人物设定: 拓展
        Long John Silver—William Ernest Henley
        When Robert Louis Stevenson was trying to come up with a good villain for Treasure Island, he was inspired by his friend, William Ernest Henley, an English poet, critic and editor, a jovial fellow who had had his left leg amputated from the knee after a childhood bout of tuberculosis. After the publication of Treasure Island, Stevenson wrote to his friend,“I will now make a confession. It was the sight of your maimed strength and masterfulness that begot Long John Silver...the idea of the maimed man, ruling and dreaded by the sound, was entirely taken from you.”
        Ebenezer Scrooge—John Elwes

        Evidence suggests that Charles Dickens based legendary miser Ebenezer Scrooge on the 18th century politician John Elwes, who had inherited a fortune but was loath to spend a single penny, preferring to live as if in poverty, squatting in empty apartments. Whether he went around muttering “bah humbug,” we really can’t say.
        Alice—Alice Liddell

        Famously, Alice Liddell was the inspiration and namesake for Lewis Carroll’s children’s classic Alice’s Adventures in Wonderland. Carroll, then known as Charles Dodgson, was close with the Liddell family, and when 10-year-old Alice begged for a story, Dodgson began to spin his famous tale of Alice and what happened after she fell through the rabbit hole. Unlike previous stories he had told her, she asked him to write it down. The rest, as they say, is history.

        Charles Baker Dill Harris — Truman Capote
        Harper Lee based Dill on her own childhood friend,Truman Capote. As he once said, “Harper Lee’s mother and father lived very near. Harper Lee was my best friend. Did you ever read her book, To Kill a Mockingbird? I’m a character in that book, which takes place in the same small town in Alabama where we lived. Her father was a lawyer, and she and I used to go to trials all the time as children. We went to the trials instead of going to the movies.”

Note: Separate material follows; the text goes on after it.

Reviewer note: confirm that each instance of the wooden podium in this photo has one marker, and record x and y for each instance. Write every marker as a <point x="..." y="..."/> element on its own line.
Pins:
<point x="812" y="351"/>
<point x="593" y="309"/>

        Severus Snape — John Nettleship
        When Rowling admitted that Snape was“loosely based on a teacher I myself had”, the press tracked down John Nettleship, who taught Rowling Chemistry at Wyedean School near Chepstow.When first approached,he was surprised, explaining, “I was horrified when I first found out. I knew I was a strict teacher, but I didn’t think I was that bad. ” In retrospect, however, he admitted that he was“a short-tempered chemistry teacher with long hair...[and a] gloomy, malodorous laboratory,” which seems pretty on-point to us.
        Tintin — Palle Huld

        The 15-year-old Danish writer and actor’s 1928 voyage around the world, documented in his book Around the World in 44 Days by Palle, reportedly inspired Herge’s Tintin, himself a young jet-setting fellow. As far as we can tell, Snowy was just a stroke of pure genius invention.